Describe the clinical features of Dowling–Degos disease
Dowling–Degos disease is a rare autosomal dominant genodermatosis occurring due to a loss-of-function mutation in keratin 5 gene.
It is characterized by reticulate hyperpigmentation of flexural sites such as the neck, axilla, cubital fossa and groin and hence termed as reticulate pigmented anomaly of the flexures.
The pigmentation is typically symmetrical and progressive; it may become confluent, with a brown or black lace-like pattern. Comedo-like lesions may be seen on the trunk and face and pitted acneiform scars can occur at the angles of the mouth.
Enumerate other associated conditions occurring with Dowling–Degos disease
Dowling–Degos disease may overlap with acropigmentation of Kitamura and Haber's syndrome and can occur in association with hidradenitis suppurativa. Dowling–Degos disease is a benign condition; rarely, some tumors have been reported: squamous cell carcinoma, keratoacanthoma and a recent report of metastatic amelanotic melanoma.
Describe the histological features of Dowling–Degos disease
The histological features are characteristic; a distinctive acanthosis is seen and is characterized by an irregular elongation of thin branching rete ridges, with a heavy concentration of melanin at the tips. Follicular plugging and horn cysts may be present.
Keratosis Follicularis Spinulosa Decalvans
What is the inheritance of keratosis follicularis spinulosa decalvans?
Keratosis follicularis spinulosa decalvans was first described by Siemens in 1926 and has an X-linked recessive mode of inheritance. It occurs due to a missense mutation in the membrane-bound transcription factor peptidase site 2 gene which leads to disturbed epidermal differentiation due to inhibition of cholesterol biosynthesis.
Describe the clinical features of keratosis follicularis spinulosa decalvans
A progressive cicatricial alopecia of the scalp, eyebrows and eyelashes starts in late childhood and remits by adolescence. It begins as follicular papules on the affected areas; there may be pustular flares and further progression to scarring alopecia. Focal plantar keratoderma may be present. Ocular abnormalities include photophobia, corneal opacities and blepharitis may occur. Oral manifestations include absent or conoid teeth, dental caries and enamel hypoplasia. Thickened dystrophic nails and high cuticles have been described.
What are the treatment modalities for keratosis follicularis spinulosa decalvans?
Topical keratolytic agents and emollients give symptomatic improvement. Antibiotics may be necessary during pustular flares of disease. Oral retinoids are effective in the early phase of the disease when active perifollicular infiltrate present. It must be continued for 6–12 months for optimum response.
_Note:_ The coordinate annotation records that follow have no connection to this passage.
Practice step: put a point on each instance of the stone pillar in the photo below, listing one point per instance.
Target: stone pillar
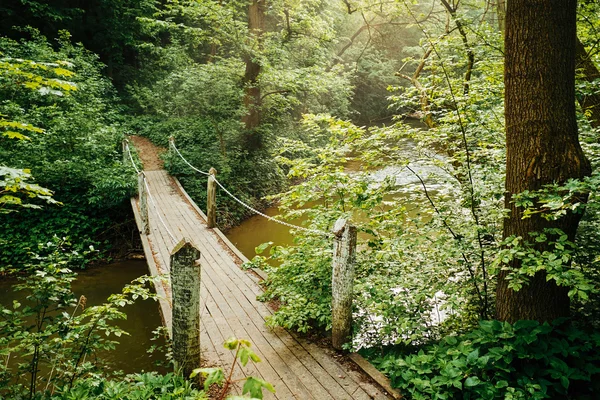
(342, 282)
(211, 199)
(185, 288)
(143, 202)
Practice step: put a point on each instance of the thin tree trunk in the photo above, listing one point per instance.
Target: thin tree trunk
(542, 142)
(590, 102)
(463, 34)
(501, 14)
(252, 97)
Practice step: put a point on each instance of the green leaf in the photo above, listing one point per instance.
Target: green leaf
(472, 381)
(254, 387)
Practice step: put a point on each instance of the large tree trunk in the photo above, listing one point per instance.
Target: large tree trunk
(541, 137)
(590, 103)
(252, 96)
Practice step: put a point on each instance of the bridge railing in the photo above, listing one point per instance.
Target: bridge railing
(344, 236)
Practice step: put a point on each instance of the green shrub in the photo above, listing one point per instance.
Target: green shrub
(527, 360)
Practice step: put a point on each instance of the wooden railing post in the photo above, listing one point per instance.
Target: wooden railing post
(143, 203)
(342, 282)
(211, 199)
(185, 288)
What are the components of Ascher syndrome?
Ascher syndrome is characterized by blepharochalasis, progressive enlargement of the upper lip, and non-toxic goiter, but all the features may not be seen in every case. There may be inflammation and hypertrophy of labial salivary glands and accessory salivary glands.
Enumerate the differential diagnose of Ascher syndrome
Ascher syndrome is commonly confused with Melkersson–Rosenthal syndrome; other conditions being hereditary angioneurotic edema, early-onset dermatochalasis and acquired cutis laxa. Mounier–Kuhn syndrome can also have similar features, in addition to congenital tracheobronchomegaly.